Edward Snowden, NSA Contractor, Claims to Be Source of Surveillance Program Leaks
Twenty-nine-year-old says NSA lies to Congress about scope of surveillance.
June 9, 2013 — -- The source of a series of top secret leaks from the National Security Agency has stepped out of the shadows and identified himself as ex-CIA technical assistant Edward Snowden, saying he was standing up against the U.S. government's "horrifying" surveillance capabilities.
"I do not want to live in a world where everything I do and say is recorded," the 29-year-old told the British newspaper The Guardian, which broke the first in a series of headline-grabbing articles on NSA surveillance late last week. "That is not something I am willing to support or live under."
According to The Guardian, Snowden has been working with the NSA for the last four years as an "employee of various outside contractors," including the technology consulting firm Booz Allen and the computer giant Dell. Before that, he served as a computer specialist for years with the CIA, which he left in 2009.
Snowden says he was motivated by principle to pull back the veil on one of the government's most secretive entities and its programs to track Americans' phone records and internet usage.
"The government has granted itself power it is not entitled to," he said in a written interview with The Guardian. "There is no public oversight. The result is people like myself have the latitude to go further than they are allowed to."
Snowden claims that the documents he has leaked show that the NSA "routinely lies in response to congressional inquiries about the scope of surveillance in America."
READ: Verizon Phone Records Secretly Collected by Feds, Report Says
Snowden said he's spent the last few days in Hong Kong, in apparent fear of U.S. recrimination.
"[Hong Kong has] a spirited commitment to free speech and the right of political dissent," he said.
The Guardian report revealing Snowden is written by Guardian columnist Glenn Greenwald, Guardian D.C. Bureau Chief Ewen MacAskill and documentary filmmaker Laura Poitras. Poitras had co-authored a related NSA story for The Washington Post, but until the shared credit for today's story, the connection between Greenwald and Poitras was only an obscure six-month-old advocacy group, as reported by ABC News earlier today.
The organization, called the Freedom of the Press Foundation, has no offices and a shoestring budget. Its board is led by one of the most famous whistleblowers in American history, Daniel Ellsberg, whose leak of the Pentagon Papers in 1971 exposed the secret history of the run-up to war in Vietnam on the front page of The New York Times.
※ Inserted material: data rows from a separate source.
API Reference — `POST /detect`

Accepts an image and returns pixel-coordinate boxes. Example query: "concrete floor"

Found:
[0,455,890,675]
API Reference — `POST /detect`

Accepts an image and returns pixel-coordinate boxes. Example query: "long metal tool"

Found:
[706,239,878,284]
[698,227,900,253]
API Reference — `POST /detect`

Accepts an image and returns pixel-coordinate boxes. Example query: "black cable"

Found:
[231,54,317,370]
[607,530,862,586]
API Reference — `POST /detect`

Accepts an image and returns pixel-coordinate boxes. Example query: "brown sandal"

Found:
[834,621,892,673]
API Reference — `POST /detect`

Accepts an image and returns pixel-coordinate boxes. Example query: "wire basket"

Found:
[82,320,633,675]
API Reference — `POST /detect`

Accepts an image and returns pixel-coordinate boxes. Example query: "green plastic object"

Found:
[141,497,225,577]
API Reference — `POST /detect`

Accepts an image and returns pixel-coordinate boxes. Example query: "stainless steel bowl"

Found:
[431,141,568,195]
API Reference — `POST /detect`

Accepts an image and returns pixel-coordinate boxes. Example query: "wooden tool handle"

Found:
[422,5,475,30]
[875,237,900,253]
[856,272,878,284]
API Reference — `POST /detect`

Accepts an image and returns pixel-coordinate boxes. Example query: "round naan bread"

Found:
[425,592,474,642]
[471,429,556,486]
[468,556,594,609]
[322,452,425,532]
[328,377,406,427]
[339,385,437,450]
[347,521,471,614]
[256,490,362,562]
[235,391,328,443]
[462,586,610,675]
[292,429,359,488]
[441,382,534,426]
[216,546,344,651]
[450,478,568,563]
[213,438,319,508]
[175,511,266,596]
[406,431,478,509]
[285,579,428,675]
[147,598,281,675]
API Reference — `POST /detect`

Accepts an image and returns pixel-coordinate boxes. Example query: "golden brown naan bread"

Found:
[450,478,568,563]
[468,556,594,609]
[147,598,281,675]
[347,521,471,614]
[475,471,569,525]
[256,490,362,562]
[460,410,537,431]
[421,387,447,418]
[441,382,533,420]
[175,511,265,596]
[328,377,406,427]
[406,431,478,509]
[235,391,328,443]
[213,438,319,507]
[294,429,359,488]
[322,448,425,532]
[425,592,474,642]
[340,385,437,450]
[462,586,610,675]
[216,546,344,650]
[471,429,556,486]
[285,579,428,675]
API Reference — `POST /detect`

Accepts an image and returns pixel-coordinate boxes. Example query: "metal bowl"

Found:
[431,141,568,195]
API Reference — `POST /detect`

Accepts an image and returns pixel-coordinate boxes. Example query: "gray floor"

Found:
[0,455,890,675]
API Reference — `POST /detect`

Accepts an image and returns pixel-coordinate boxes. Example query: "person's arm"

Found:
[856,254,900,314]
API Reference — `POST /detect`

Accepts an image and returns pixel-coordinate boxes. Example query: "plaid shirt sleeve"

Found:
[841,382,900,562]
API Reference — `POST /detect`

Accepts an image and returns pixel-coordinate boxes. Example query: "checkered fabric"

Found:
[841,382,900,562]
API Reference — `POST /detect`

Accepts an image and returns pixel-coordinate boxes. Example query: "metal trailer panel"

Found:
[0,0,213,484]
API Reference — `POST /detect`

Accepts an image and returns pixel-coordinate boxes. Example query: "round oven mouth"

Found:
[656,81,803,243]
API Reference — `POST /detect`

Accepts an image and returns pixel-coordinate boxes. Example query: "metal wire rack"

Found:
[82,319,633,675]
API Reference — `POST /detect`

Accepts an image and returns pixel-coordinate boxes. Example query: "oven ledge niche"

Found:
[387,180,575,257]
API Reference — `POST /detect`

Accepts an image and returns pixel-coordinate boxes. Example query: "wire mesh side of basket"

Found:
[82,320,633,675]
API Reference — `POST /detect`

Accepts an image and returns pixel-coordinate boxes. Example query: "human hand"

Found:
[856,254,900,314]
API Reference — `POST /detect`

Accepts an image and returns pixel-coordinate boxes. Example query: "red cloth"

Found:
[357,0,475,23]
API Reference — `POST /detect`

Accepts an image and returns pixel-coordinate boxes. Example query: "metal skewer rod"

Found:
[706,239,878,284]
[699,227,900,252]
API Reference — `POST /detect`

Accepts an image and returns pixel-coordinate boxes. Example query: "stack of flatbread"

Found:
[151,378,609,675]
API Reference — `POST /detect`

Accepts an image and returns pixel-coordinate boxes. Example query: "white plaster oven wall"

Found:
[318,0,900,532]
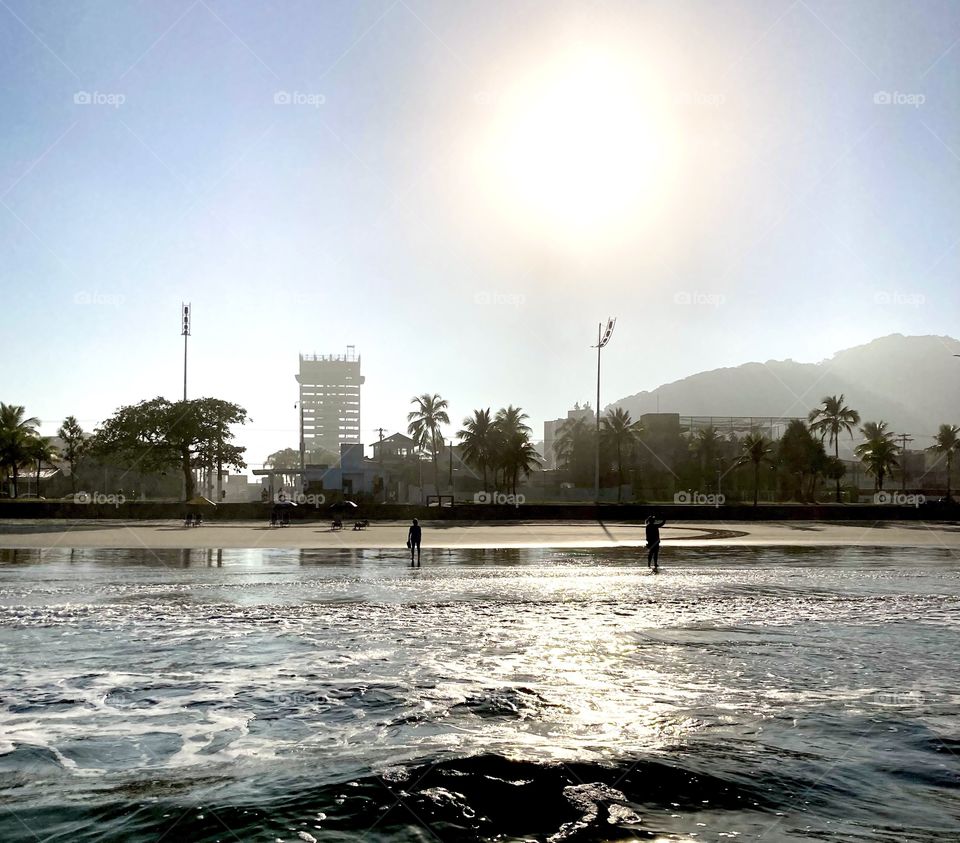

Two of the group's board members now appear to be involved in a story that's following a similar model.
Greenwald, the author of reports in The Guardian about the National Security Agency's collection of phone records and a follow-up scoop involving the leak of a secret document about U.S. cyber warfare efforts, is one of a handful of journalists who sit on the board alongside activists, Hollywood actors and other patrons.
Poitras, another board member, is a documentary filmmaker who shared a byline on The Washington Post report about a secret program to scour the Internet for clues about terrorist activities.
In the case of Greenwald's phone monitoring report, The Guardian published a Top Secret order by the Foreign Intelligence Surveillance Court, which was extraordinary in part because it was the first known leak in the super secret court's 35-year history, according to insiders.